All eyes are on the solar market, watching to see when supplies will meet growing demand and when prices will tumble to a point where solar is no longer an “alternative” energy. A recent study by Photon Consulting of Boston titled “Detailing Demand: Where Will All the Volume Go?” forecasts that supplies throughout the global market will grow to more than 23 GW by 2010 and that demand will hold steady, triggering a price reduction of about 20 percent compared with 2007 rates.
A recent Photon Consulting report forecasts that factory-gate module pricing will drop to close to $3 per watt by 2010, with system prices overall dropping nearly $2 per watt.
Analysts Chris Porter and Michael Rogol base their conclusions on the fact that current demand is outstripping supply and that governments are putting policies into place to encourage further growth. In addition, downstream cost reductions in emerging markets also will bring down prices. The authors indicate that system prices are higher in many emerging solar markets than in more established ones because customers in these newer markets are more expensive to serve. Regulatory processes are less developed, for example, and a greater level of customer education is required. Future improvements will lower the cost of serving these customers – and, thus, prices.
Incentives fueling growth
Governmental incentives and grid price increases are fueling strong growth in North America, Spain, Italy and South Korea, which collectively saw an increase in installations from 300 MW in 2006 to more than 800 MW in 2007. And while Germany and Japan still lead in installations, with 44 percent of modules worldwide, initial growth rates in those two countries are beginning to decline.
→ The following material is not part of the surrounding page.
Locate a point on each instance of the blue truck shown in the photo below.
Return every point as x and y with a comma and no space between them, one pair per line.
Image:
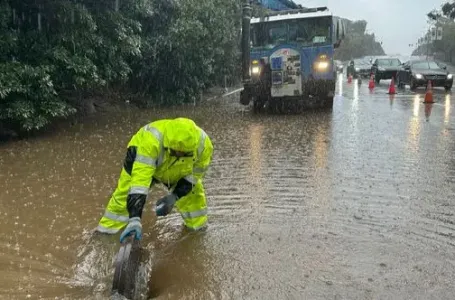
288,57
Demand in North America is expected to grow to nearly 5 GW in installations annually, assuming that policy support holds steady, that grid prices continue to rise, and that cost and price reductions are found industry-wide. Not surprisingly, however, the greatest growth will take place where the strongest feed-in tariff markets are – currently, South Korea and across southern Europe.
Factory-gate module pricing declined by 6 percent in 2007 to $3.78 per watt, which was attributed in part to price drops in maturing markets coupled to a growing interest in lower-cost thin-film modules. Prices of both modules and systems will drop in more established markets as policy support declines, and demand will shift to markets with relatively higher-priced modules. This change will lead to a global weighted average factory-gate module price of $3.03 per watt in 2010, bringing solar even closer to grid parity in many markets around the world.